Un uomo stava uscendo da un negozio. In pochi secondi si ritrovò immerso nella folla. Persone sconosciute, senza identità, parlavano al telefono, tra di loro, oppure erano silenziosi, come ombre. L'uomo venne travolto dal panico. Tutti lo fissavano, lo toccavano, volevano ucciderlo. Ma loro chi erano? Lui chi era?

Fobia: Ci vedi al buio?

L'oscurità, ecco cosa vide la ragazza appena si svegliò. Era circondata dal buio totale, nemmeno un raggio di luce illuminava la stanza. Aveva mani e piedi liberi, ma non potevano aiutarla molto. Era anche scalza. Si ricordò subito del suo rapimento: stava rientrando nel suo alloggio e qualcuno l'aveva afferrata da dietro, tappandole naso e bocca. Ma perché l'aveva rinchiusa lì?

Cercò di muoversi un po'. Con le mani indagava nell'oscurità, mentre i piedi avanzavano lentamente e a piccoli passi. Poi fu dolore. Sentì qualcosa tagliare le piante dei suoi piedi. Scricchiolava sotto il suo peso e si rompeva, poi cadde in avanti. Altro dolore, sulle mani, sulle braccia, sull'addome. Colta dal panico cercò di rialzarsi e di allontanarsi da quel punto, ma non vedeva nulla.
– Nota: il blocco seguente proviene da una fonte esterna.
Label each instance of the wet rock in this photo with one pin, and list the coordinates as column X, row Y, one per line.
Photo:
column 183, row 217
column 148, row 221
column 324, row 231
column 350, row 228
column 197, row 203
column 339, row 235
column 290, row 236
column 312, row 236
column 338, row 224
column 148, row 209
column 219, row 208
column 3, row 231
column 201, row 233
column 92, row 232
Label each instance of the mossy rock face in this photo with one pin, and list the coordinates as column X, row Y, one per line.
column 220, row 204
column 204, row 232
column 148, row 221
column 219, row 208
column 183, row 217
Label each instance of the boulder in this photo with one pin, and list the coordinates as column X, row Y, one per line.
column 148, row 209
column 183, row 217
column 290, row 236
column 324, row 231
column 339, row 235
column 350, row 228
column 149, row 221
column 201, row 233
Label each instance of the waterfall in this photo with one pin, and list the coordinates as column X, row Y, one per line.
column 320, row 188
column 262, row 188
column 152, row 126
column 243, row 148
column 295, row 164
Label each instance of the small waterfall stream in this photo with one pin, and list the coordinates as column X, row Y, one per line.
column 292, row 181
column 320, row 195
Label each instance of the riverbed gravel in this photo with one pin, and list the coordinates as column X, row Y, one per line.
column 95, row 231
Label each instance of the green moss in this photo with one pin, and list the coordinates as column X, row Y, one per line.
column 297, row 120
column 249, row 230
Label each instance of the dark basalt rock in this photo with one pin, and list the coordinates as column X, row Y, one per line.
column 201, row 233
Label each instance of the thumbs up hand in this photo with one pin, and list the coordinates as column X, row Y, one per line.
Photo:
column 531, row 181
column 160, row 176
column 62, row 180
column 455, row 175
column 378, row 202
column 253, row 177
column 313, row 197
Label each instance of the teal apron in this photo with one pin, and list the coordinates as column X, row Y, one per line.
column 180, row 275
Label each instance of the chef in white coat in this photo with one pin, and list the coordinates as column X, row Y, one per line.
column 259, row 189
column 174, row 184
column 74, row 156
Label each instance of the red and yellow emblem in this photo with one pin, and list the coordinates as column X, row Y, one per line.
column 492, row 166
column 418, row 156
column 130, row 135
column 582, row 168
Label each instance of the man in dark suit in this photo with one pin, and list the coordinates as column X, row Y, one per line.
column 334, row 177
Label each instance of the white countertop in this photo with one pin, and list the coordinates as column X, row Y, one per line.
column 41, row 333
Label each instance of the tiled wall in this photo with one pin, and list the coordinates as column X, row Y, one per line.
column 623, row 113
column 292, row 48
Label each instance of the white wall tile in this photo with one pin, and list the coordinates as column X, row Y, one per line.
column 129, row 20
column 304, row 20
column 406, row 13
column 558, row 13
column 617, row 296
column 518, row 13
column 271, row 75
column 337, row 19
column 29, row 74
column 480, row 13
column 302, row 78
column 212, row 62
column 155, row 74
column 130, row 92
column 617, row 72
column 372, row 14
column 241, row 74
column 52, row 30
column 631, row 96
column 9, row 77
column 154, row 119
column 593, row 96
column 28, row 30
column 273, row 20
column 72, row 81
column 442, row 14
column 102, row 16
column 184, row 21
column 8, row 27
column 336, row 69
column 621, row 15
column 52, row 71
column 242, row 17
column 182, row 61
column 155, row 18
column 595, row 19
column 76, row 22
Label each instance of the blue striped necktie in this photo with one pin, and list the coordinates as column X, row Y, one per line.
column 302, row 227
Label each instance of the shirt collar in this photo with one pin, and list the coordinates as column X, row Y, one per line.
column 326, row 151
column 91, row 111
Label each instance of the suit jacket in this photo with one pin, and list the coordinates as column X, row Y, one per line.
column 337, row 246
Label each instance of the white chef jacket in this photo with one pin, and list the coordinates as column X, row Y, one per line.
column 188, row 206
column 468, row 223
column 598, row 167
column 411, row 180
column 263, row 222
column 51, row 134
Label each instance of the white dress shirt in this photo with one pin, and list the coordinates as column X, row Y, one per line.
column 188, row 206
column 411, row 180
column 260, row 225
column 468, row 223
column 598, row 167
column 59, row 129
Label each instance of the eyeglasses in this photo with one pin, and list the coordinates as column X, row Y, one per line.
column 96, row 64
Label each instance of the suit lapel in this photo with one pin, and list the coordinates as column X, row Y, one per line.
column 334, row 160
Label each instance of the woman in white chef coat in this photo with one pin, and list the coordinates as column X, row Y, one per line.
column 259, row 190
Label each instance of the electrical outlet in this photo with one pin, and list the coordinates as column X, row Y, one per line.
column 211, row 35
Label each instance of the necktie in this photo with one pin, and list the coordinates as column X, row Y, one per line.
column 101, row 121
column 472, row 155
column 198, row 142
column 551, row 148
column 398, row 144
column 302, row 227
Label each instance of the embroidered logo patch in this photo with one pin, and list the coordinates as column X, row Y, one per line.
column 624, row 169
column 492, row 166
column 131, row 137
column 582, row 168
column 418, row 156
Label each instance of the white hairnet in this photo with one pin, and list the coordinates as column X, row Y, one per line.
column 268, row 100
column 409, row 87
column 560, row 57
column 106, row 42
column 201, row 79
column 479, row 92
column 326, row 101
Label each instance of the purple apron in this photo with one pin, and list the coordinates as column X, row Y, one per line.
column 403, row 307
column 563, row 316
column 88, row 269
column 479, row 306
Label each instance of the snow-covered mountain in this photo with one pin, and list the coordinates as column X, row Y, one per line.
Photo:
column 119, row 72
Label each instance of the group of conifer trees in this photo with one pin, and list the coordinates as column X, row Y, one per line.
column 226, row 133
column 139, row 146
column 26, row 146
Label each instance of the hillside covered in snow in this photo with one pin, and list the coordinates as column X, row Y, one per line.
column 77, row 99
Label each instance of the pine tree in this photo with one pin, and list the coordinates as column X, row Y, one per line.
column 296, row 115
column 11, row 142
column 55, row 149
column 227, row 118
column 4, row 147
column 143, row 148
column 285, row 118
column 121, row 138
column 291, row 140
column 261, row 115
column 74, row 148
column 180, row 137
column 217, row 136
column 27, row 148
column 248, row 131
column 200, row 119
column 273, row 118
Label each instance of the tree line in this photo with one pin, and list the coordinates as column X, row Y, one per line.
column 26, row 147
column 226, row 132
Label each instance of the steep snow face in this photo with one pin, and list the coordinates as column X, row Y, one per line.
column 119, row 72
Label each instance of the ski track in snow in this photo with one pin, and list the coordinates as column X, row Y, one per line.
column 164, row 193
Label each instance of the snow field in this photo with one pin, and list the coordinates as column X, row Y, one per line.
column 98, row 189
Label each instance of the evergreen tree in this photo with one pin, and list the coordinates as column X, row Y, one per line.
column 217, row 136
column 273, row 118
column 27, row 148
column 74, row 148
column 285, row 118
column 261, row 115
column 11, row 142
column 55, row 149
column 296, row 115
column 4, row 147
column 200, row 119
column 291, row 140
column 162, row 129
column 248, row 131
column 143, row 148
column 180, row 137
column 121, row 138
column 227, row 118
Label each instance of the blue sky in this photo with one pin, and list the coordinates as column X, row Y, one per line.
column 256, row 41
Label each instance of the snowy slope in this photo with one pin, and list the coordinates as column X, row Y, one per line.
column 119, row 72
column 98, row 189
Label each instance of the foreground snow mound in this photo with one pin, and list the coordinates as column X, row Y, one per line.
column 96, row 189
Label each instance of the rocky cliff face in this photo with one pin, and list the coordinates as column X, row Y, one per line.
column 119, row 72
Inciampò in un oggetto, forse un mobile e cadde di nuovo. Ad un certo punto appoggiò la mano destra su qualcosa di appuntito che si conficcò nella sua carne. Urlò. A lei il buio non le era mai dispiaciuto, tuttavia in quel momento lo odiava. Voleva della luce a tutti i costi.
Continuò ad avanzare. Zoppicava a causa di tutte le ferite, così non si accorse della vasca. Bastò un passo, perse l'equilibrio e cadde in un profondo buco pieno di uno liquido, le sembrava acqua, che le faceva bruciare le ferite. Altro dolore. A fatica riuscì ad uscire. Appena si issò fuori, però, scivolò, cadde e rotolò giù per un leggero pendio. Alla fine venne intrappolata dentro una sorta di rete, che le procurò altro dolore.